If the Ukraine conflict has demonstrated anything, it is that nuclear threats have enabled and emboldened Russian aggression. An entrenched war in which thousands have been killed, thousands more injured and numerous war crimes have been committed should not be hailed as a shining example of nuclear deterrence.

Ending Australia’s defence policy of extended nuclear deterrence would be a bold move that would demonstrate Australia’s self-reliance and leadership in the region and among other nuclear umbrella states.

PEARL HARBOR, Hawaii. Australia’s Collins-class submarine, HMAS Rankin (SSK 78), enters Pearl Harbour for a port visit after completing exercises in the Pacific region. (IMAGE: Marion Doss, Flickr).

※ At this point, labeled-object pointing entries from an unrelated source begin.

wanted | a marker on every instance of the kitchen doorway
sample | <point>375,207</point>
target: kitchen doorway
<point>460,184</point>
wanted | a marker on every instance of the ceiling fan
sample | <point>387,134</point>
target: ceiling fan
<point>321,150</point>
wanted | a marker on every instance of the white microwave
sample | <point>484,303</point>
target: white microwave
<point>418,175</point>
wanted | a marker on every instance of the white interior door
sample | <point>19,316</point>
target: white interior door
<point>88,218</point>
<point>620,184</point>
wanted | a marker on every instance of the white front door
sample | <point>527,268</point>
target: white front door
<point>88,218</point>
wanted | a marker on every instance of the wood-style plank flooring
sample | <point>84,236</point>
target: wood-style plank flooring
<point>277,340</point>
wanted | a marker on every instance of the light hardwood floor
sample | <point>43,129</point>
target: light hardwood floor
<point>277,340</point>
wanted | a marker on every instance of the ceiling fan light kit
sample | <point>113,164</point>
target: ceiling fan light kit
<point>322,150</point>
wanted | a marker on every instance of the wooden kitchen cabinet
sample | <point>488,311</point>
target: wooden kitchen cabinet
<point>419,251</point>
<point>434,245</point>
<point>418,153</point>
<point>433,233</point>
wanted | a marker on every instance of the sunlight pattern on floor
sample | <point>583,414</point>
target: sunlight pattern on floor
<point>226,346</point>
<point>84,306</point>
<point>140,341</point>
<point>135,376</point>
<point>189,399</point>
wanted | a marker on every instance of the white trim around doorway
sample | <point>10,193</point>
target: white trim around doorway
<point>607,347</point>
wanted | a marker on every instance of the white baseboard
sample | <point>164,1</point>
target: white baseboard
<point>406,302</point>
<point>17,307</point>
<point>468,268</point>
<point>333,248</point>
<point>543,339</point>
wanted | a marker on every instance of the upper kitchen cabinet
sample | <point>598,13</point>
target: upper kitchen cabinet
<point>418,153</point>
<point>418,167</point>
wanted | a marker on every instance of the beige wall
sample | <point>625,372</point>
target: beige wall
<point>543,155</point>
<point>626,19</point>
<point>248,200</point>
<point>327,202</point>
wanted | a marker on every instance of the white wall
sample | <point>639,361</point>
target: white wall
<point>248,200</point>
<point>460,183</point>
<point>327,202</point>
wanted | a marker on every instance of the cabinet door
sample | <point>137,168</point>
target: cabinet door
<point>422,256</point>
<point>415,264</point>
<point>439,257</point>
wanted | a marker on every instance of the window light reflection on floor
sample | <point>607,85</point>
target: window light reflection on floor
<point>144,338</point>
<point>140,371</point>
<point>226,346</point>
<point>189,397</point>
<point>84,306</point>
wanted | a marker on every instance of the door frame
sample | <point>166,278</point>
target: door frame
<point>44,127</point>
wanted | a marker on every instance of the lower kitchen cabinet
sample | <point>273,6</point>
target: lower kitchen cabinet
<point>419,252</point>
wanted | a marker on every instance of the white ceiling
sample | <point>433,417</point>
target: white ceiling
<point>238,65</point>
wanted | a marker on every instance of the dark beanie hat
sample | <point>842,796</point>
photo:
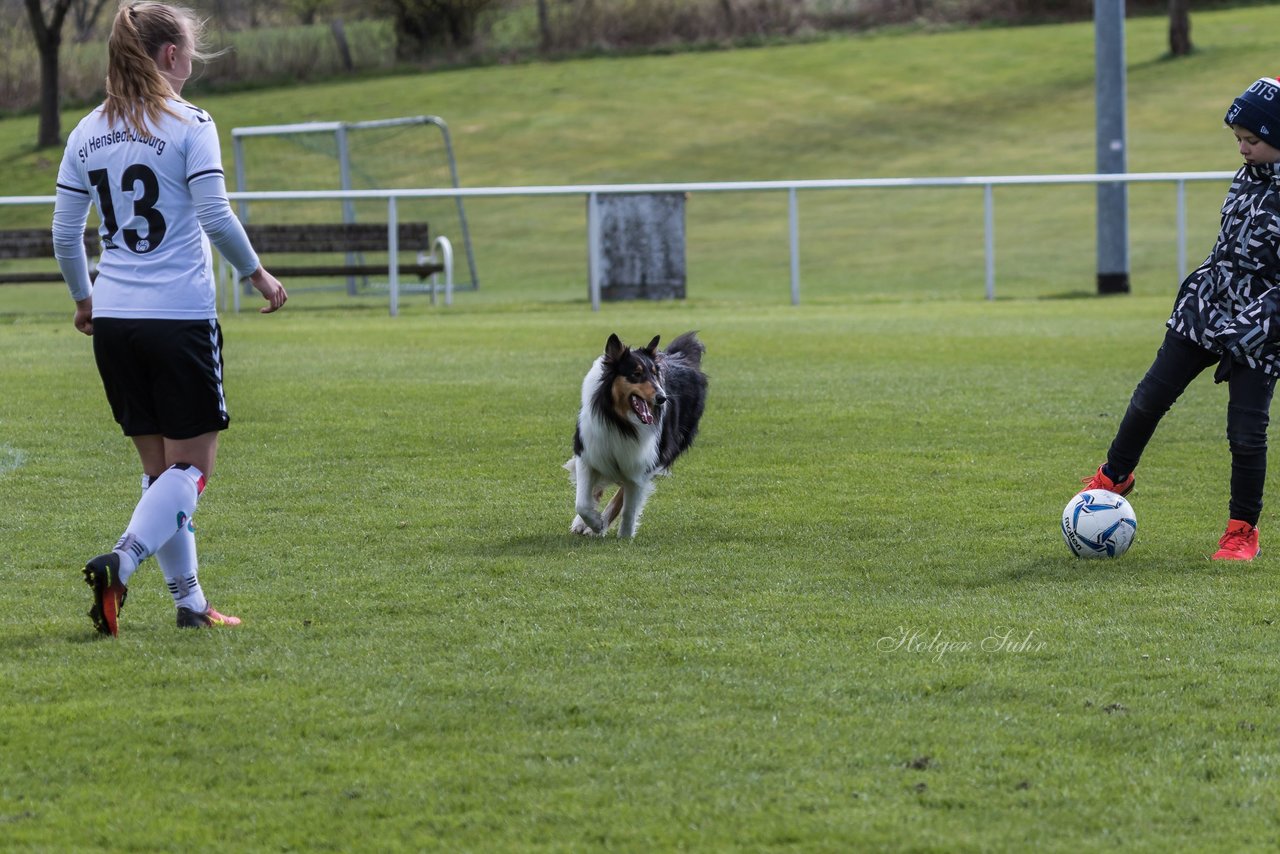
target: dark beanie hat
<point>1258,110</point>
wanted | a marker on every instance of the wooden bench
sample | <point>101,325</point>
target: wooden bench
<point>26,243</point>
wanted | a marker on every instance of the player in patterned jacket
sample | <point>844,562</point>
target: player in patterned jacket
<point>151,165</point>
<point>1226,314</point>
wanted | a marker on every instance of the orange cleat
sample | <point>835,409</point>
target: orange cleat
<point>1100,480</point>
<point>188,619</point>
<point>103,574</point>
<point>1239,542</point>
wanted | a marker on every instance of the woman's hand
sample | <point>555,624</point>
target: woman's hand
<point>270,288</point>
<point>83,318</point>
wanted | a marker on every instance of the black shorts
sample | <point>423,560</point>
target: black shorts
<point>163,377</point>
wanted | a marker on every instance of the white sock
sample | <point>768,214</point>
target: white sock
<point>178,562</point>
<point>164,508</point>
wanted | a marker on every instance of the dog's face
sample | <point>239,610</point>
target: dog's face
<point>635,380</point>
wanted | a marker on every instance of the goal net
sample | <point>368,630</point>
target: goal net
<point>385,154</point>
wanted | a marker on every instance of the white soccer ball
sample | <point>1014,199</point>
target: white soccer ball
<point>1098,524</point>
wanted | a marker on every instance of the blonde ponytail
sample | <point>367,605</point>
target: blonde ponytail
<point>137,94</point>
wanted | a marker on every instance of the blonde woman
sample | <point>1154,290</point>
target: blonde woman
<point>150,163</point>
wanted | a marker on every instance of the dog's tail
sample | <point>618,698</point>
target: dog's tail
<point>688,347</point>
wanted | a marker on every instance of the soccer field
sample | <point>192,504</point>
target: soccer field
<point>849,620</point>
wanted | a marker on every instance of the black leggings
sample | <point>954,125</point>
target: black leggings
<point>1178,362</point>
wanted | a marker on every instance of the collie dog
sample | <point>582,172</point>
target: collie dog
<point>640,411</point>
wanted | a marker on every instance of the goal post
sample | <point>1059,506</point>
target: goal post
<point>342,136</point>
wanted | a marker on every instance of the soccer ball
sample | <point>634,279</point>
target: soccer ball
<point>1098,524</point>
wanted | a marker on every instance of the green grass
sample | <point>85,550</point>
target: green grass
<point>430,660</point>
<point>987,101</point>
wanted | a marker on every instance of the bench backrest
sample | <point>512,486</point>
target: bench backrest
<point>336,237</point>
<point>39,242</point>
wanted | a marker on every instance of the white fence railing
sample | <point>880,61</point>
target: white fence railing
<point>791,187</point>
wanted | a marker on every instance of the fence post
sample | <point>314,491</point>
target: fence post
<point>594,251</point>
<point>794,223</point>
<point>988,219</point>
<point>1182,231</point>
<point>393,255</point>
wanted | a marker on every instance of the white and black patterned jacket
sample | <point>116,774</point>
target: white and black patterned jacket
<point>1232,301</point>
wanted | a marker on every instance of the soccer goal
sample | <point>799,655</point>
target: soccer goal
<point>380,154</point>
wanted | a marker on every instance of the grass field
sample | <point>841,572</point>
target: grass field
<point>849,621</point>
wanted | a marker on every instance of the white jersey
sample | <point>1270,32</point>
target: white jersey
<point>155,261</point>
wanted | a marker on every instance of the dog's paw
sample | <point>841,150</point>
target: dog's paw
<point>585,529</point>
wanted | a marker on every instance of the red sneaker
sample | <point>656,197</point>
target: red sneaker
<point>1239,542</point>
<point>1101,482</point>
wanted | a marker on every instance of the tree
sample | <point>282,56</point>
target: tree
<point>421,24</point>
<point>1179,27</point>
<point>49,41</point>
<point>85,17</point>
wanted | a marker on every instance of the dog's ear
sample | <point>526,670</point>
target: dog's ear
<point>613,347</point>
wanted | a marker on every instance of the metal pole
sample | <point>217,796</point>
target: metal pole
<point>595,256</point>
<point>1182,231</point>
<point>988,232</point>
<point>1112,199</point>
<point>393,254</point>
<point>794,223</point>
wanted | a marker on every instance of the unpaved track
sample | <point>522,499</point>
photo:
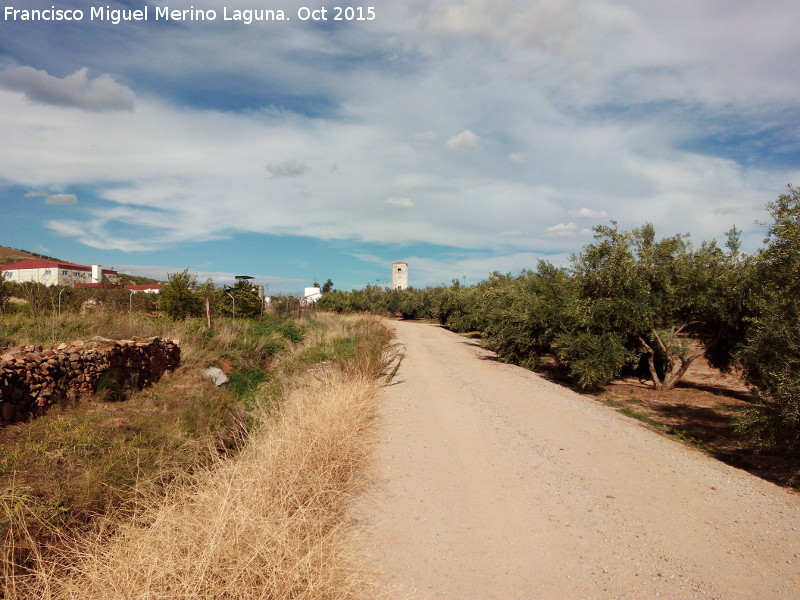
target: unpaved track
<point>491,482</point>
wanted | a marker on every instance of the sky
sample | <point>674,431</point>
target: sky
<point>461,136</point>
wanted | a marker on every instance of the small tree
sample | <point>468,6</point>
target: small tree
<point>248,302</point>
<point>771,354</point>
<point>178,298</point>
<point>4,291</point>
<point>661,299</point>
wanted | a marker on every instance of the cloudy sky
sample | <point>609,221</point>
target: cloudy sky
<point>463,136</point>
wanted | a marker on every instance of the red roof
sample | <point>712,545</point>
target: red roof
<point>139,288</point>
<point>35,263</point>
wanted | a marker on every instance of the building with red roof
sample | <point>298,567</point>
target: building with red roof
<point>52,272</point>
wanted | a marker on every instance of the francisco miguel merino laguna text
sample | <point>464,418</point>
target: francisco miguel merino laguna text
<point>116,16</point>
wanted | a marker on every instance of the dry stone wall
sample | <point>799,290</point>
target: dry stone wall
<point>32,378</point>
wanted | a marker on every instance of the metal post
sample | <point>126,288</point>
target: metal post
<point>233,310</point>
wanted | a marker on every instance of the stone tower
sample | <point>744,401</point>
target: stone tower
<point>399,275</point>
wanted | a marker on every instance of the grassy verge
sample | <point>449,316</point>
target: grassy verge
<point>267,522</point>
<point>68,471</point>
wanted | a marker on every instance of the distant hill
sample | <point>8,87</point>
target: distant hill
<point>9,255</point>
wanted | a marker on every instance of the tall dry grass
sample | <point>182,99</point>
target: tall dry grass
<point>269,523</point>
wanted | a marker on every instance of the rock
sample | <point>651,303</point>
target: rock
<point>216,375</point>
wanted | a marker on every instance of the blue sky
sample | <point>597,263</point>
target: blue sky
<point>462,136</point>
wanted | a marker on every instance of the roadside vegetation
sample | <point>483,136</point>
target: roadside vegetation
<point>633,304</point>
<point>185,489</point>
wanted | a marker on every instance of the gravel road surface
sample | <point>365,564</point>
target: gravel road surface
<point>491,482</point>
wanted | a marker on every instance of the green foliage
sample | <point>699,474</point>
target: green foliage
<point>4,291</point>
<point>248,302</point>
<point>178,298</point>
<point>593,359</point>
<point>523,315</point>
<point>771,355</point>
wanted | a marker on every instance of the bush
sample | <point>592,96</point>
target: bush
<point>177,297</point>
<point>771,354</point>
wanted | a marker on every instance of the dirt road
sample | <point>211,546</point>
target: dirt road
<point>491,482</point>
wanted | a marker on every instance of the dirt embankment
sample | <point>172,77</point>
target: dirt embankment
<point>491,482</point>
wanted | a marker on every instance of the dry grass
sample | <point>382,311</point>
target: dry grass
<point>269,523</point>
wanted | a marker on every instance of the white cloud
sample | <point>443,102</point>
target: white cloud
<point>562,230</point>
<point>288,168</point>
<point>466,140</point>
<point>399,202</point>
<point>425,136</point>
<point>588,134</point>
<point>63,199</point>
<point>101,94</point>
<point>588,213</point>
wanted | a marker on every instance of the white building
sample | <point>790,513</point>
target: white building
<point>311,295</point>
<point>399,275</point>
<point>51,272</point>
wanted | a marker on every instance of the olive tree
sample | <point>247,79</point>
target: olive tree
<point>771,354</point>
<point>178,297</point>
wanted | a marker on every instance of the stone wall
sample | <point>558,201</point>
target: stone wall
<point>32,378</point>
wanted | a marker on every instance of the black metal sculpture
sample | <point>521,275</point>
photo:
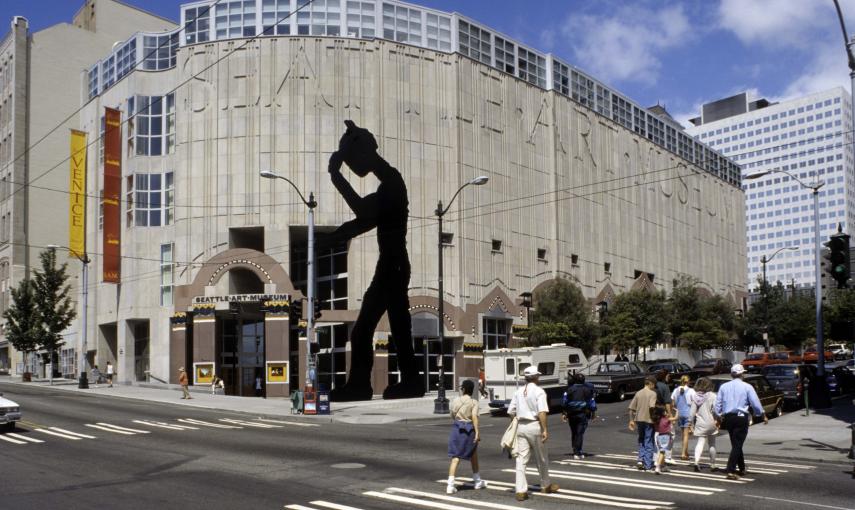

Renouncing extended nuclear deterrence and joining the Nuclear Ban Treaty would also change the narrative surrounding AUKUS and the nuclear-powered submarines. Ratification of the treaty would allay any fears that Australia might divert nuclear material to weapons, and also help to reassure allies concerned that the acquisition of nuclear-powered submarines will escalate tensions in the region. Importantly, it would set a positive precedent for other non-nuclear-weapon states who might want to acquire their own nuclear-powered submarines.

If the ALP really is committed to working towards ratification of the Nuclear Ban Treaty, then it should also be accountable and transparent about its priorities and concerns. It is not enough to simply regurgitate the vague, open-ended considerations from the 2021 Labor National Platform without some concrete targets and timeframes. The conditional promise to join the treaty otherwise rings hollow.

It’s time for the ALP to validate its anti-nuclear credentials. Without proper action, small victories can easily be undone, momentum becomes inertia and a potential legacy lost.

Dr Monique Cormier is a Senior Lecturer at Monash Faculty of Law, where she researches and writes on legal issues relating to nuclear deterrence, disarmament and non-proliferation.